For this reason, a plain text editor is a core element of the IDE. The editor in RStudio is good for any kind of text documents: you could edit R scripts, NetLogo models, LaTeX documents, or even CSV files.
Configure git
The system
function sends a given string directly to the operating system, which uses the git
program itself to do something we can’t do through RStudio.
system("git config user.name '<Full Name>'")
system("git config user.email '<email>'")
Create a new file
Copy the .nlogo
file saved from the NetLogo Programming lesson into this directory:
turtles-own [energy]
...
@#$#@#$#@
GRAPHICS-WINDOW
Track it with git
Before you can commit changes involving a new file, you have to tell the version control system (that’s git
!) to watch it..
- Go to the
git
tab in RStudio - Select
commit
to open the “Review Changes” window - Select “Staged” to add (hence “A”) the new file.
- Enter a descriptive message about the commit.
- Commit!
Push
Open the “Review Changes” window again and notice that your branch is ahead of origin/master! Push those commit(s) to your GitHub repo.
Challenge
- Enter a description into the “WHAT IS IT?” section of the NetLogo model.
- Commit and push your work.
Working with Collaborators
True collaboration goes deeper than commenting on a final report, but integrated work on a project from start to finish raises workflow challenges.
- Be it data, a script, or a write-up, who has the most up-to-date version?
- Will a teammate’s work overwrite any of your own?
- How do I recover the working version of code the PI broke?
A centralized workflow, managed by git
, helps answer these questions.
Centralized Workflow
- The origin becomes the official up-to-date repo, even if your work is a few commits ahead.
- Diverging projects are easily reintegrated with a merge algorithm.
- The complete project history is available to checkout.
Note, version control works really well with text. Non-textual components of your project (e.g. spatial data) need advanced treatment.
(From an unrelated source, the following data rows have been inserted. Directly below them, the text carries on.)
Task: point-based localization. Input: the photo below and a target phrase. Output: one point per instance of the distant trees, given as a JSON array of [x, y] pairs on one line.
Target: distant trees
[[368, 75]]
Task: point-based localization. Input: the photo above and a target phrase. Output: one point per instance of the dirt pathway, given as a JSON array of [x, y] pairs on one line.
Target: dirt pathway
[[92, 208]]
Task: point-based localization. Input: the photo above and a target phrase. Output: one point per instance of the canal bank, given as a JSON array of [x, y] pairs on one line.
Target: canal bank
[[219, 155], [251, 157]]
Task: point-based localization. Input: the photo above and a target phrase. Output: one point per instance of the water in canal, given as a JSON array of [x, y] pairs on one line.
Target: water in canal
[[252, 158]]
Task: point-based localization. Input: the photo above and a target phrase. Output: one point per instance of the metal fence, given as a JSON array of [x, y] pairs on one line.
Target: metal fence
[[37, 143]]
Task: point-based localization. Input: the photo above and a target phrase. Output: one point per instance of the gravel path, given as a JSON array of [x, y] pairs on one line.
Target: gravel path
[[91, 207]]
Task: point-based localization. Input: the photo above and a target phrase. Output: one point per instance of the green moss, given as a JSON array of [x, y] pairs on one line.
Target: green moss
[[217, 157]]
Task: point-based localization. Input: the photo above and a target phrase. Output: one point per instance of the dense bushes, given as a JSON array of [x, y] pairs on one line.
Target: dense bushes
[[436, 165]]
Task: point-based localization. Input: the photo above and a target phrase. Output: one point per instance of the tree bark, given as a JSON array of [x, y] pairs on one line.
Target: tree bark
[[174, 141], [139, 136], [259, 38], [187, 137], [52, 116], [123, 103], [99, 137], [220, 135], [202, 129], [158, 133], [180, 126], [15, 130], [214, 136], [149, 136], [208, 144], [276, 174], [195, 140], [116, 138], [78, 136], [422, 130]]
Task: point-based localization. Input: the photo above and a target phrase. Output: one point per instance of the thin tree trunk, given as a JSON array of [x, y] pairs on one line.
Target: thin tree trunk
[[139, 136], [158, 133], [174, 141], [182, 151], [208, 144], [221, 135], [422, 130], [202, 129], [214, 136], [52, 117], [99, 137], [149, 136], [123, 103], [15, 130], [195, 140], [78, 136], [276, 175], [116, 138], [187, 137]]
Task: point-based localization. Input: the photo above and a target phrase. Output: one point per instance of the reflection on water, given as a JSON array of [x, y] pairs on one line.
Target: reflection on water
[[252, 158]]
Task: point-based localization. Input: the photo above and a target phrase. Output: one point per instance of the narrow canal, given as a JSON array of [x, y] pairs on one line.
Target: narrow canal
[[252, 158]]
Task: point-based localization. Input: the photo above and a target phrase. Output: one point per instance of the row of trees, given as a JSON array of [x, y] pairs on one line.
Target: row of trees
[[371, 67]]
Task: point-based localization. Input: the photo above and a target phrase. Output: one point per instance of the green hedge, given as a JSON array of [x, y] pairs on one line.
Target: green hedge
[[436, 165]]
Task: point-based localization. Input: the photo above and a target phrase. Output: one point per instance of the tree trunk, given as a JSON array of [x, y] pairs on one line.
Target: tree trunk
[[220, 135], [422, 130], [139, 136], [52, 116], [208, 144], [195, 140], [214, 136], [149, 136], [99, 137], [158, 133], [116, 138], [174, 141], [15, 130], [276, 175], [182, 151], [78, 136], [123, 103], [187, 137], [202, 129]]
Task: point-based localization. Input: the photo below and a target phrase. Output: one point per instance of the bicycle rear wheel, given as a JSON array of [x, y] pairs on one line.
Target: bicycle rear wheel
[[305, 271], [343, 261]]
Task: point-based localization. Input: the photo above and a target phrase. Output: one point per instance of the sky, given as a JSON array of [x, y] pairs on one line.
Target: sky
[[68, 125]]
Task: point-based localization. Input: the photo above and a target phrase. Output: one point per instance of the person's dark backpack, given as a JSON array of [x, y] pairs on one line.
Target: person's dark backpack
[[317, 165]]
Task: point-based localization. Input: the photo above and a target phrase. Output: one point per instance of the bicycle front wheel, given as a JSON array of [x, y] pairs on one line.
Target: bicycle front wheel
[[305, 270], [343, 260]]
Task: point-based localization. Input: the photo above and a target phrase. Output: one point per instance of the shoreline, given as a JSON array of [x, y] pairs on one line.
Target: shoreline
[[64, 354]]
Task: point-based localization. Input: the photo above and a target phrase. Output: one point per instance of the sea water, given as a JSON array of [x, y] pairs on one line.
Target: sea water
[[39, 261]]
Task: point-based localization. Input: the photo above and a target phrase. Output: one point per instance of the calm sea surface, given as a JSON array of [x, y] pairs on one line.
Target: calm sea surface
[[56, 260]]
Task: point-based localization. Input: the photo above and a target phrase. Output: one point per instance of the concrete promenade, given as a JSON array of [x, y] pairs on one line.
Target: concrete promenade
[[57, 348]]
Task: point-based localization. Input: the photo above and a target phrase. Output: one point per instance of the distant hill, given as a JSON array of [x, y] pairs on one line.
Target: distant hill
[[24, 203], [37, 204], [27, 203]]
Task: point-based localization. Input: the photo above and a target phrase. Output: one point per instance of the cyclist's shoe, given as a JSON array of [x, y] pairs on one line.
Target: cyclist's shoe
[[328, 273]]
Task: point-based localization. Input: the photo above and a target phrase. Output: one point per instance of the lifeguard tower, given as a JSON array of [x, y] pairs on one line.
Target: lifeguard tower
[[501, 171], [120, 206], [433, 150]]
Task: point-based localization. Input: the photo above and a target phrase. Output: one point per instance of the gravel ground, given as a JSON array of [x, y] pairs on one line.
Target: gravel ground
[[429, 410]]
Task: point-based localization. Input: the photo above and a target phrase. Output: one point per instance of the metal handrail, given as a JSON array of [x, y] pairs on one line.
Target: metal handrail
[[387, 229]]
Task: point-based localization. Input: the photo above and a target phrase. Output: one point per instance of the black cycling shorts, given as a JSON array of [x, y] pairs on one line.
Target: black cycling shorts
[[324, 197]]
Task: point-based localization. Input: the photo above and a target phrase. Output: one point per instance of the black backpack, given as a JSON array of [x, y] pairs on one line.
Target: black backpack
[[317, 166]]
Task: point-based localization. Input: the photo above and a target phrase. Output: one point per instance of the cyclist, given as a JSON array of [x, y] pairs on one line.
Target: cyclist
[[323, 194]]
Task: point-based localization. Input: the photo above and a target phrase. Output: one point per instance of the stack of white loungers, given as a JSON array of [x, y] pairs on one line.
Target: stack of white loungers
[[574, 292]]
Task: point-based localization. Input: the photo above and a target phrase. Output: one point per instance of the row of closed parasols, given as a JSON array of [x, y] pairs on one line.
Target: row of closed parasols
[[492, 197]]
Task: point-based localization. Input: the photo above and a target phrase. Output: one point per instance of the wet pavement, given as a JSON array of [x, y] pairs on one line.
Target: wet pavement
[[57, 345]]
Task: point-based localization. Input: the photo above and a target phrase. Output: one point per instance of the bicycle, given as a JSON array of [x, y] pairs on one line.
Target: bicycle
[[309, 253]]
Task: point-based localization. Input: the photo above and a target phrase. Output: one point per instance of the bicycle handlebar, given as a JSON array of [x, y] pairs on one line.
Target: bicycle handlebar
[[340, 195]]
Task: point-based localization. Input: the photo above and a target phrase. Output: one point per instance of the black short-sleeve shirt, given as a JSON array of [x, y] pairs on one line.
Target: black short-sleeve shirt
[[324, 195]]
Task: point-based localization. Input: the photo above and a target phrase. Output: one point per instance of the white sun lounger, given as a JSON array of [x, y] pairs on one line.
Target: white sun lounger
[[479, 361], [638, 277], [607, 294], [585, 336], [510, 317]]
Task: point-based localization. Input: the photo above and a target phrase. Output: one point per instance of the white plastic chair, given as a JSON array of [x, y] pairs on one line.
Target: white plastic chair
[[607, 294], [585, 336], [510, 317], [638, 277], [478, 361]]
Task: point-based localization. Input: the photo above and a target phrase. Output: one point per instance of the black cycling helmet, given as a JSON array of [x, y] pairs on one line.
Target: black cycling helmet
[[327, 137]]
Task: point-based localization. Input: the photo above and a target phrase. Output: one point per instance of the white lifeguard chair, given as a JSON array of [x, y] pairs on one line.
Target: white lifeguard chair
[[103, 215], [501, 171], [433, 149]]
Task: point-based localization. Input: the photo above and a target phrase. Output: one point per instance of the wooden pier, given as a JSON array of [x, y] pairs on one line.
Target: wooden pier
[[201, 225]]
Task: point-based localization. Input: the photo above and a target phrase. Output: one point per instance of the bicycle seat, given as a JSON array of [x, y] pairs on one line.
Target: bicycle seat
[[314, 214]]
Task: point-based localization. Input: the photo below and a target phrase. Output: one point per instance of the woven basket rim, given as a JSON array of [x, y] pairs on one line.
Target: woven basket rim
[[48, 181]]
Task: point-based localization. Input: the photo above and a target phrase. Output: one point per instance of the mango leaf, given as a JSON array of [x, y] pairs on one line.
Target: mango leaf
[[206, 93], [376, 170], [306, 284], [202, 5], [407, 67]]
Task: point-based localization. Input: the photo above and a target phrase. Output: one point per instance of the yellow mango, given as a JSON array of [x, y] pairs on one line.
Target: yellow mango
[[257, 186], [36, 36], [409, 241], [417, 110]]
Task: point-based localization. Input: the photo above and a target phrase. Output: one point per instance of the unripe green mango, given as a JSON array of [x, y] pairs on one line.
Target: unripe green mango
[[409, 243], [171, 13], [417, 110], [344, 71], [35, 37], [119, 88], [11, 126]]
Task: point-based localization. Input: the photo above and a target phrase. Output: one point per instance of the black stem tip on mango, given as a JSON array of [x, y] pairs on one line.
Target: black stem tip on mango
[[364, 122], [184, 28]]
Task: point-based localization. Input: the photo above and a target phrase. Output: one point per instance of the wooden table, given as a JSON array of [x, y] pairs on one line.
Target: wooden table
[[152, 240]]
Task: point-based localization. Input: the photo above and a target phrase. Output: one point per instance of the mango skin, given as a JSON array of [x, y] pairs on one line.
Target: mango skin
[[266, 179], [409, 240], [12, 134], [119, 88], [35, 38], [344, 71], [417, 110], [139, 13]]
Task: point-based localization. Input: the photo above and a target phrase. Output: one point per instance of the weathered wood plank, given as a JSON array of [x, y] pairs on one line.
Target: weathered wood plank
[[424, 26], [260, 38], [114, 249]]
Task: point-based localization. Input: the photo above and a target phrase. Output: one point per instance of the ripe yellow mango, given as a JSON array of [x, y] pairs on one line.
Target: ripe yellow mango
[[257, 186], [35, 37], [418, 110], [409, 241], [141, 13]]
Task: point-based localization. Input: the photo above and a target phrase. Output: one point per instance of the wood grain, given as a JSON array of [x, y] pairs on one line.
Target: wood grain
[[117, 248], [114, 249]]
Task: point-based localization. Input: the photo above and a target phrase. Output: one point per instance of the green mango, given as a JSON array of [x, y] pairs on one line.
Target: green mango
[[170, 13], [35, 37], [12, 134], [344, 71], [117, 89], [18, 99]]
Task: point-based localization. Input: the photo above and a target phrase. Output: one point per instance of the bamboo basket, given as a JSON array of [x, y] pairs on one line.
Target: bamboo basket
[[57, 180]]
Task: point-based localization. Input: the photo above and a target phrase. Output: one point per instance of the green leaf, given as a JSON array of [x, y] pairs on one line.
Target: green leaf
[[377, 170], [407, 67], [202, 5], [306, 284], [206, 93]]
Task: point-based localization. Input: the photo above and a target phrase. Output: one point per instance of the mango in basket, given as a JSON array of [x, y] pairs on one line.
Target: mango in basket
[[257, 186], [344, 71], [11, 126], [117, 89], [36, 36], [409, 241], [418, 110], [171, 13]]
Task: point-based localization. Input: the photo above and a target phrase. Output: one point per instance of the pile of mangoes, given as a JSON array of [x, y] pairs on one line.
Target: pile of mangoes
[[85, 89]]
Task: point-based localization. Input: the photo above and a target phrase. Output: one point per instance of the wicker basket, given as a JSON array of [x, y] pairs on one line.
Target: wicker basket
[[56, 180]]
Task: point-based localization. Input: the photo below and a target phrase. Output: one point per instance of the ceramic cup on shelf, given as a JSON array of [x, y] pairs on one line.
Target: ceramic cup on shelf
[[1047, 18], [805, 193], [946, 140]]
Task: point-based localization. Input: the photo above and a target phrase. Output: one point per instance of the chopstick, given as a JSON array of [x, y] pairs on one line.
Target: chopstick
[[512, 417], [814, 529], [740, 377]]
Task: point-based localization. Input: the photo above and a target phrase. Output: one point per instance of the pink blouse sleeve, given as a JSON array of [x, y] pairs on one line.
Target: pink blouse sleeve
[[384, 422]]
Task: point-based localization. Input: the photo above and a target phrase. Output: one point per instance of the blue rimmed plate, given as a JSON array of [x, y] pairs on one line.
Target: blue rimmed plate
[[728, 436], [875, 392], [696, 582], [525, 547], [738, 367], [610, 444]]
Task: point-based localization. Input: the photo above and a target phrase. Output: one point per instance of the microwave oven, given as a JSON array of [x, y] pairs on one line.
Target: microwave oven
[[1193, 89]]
The first step to collaborative workflows is granting access to the origin of your project.
Introduce yourself to your neighbour, and ask for his/her GitHub username.
Add your neighbour as a collaborator, and accept your neighbours invitation to collaborate!
Editing on GitHub
Edit the README.md from your neighbour’s repo, by adding more goals to their README.
# SESYNC Spatial ABMs Course
Goals
- Learn to build Spatial ABMs!
- Work with a team.
Always write a meaningful commit message when you save!
Challenge
- Create a new RStudio project from your neighbour’s repository.
- Add a comment to explain what part of the code does.
- Commit and push your work.
Where to from here?
The repository you created is an example of the heart of a distributed workflow. Putting the origin of your project on GitHub (or similar) will make it accessible not only by your collaborators, but also availabe for review and extension by your research community.
Sharing project files, including managing multiple “copies” during development or at public release, in a hub-and-spokes workflow is a streamlined cloning process. The origin always has the “most recent” version of any documents: conflicts must be resolved in the local clone before new commits can be shared.
Using advanced git
to manage contributions to the project as a branching and merging “tree” of commits accomplishes two objectives. First, work can safely proceed in parallel, even on the same documents. Second, a recoverable (and auditable) trail of changes is immediately available in the project history.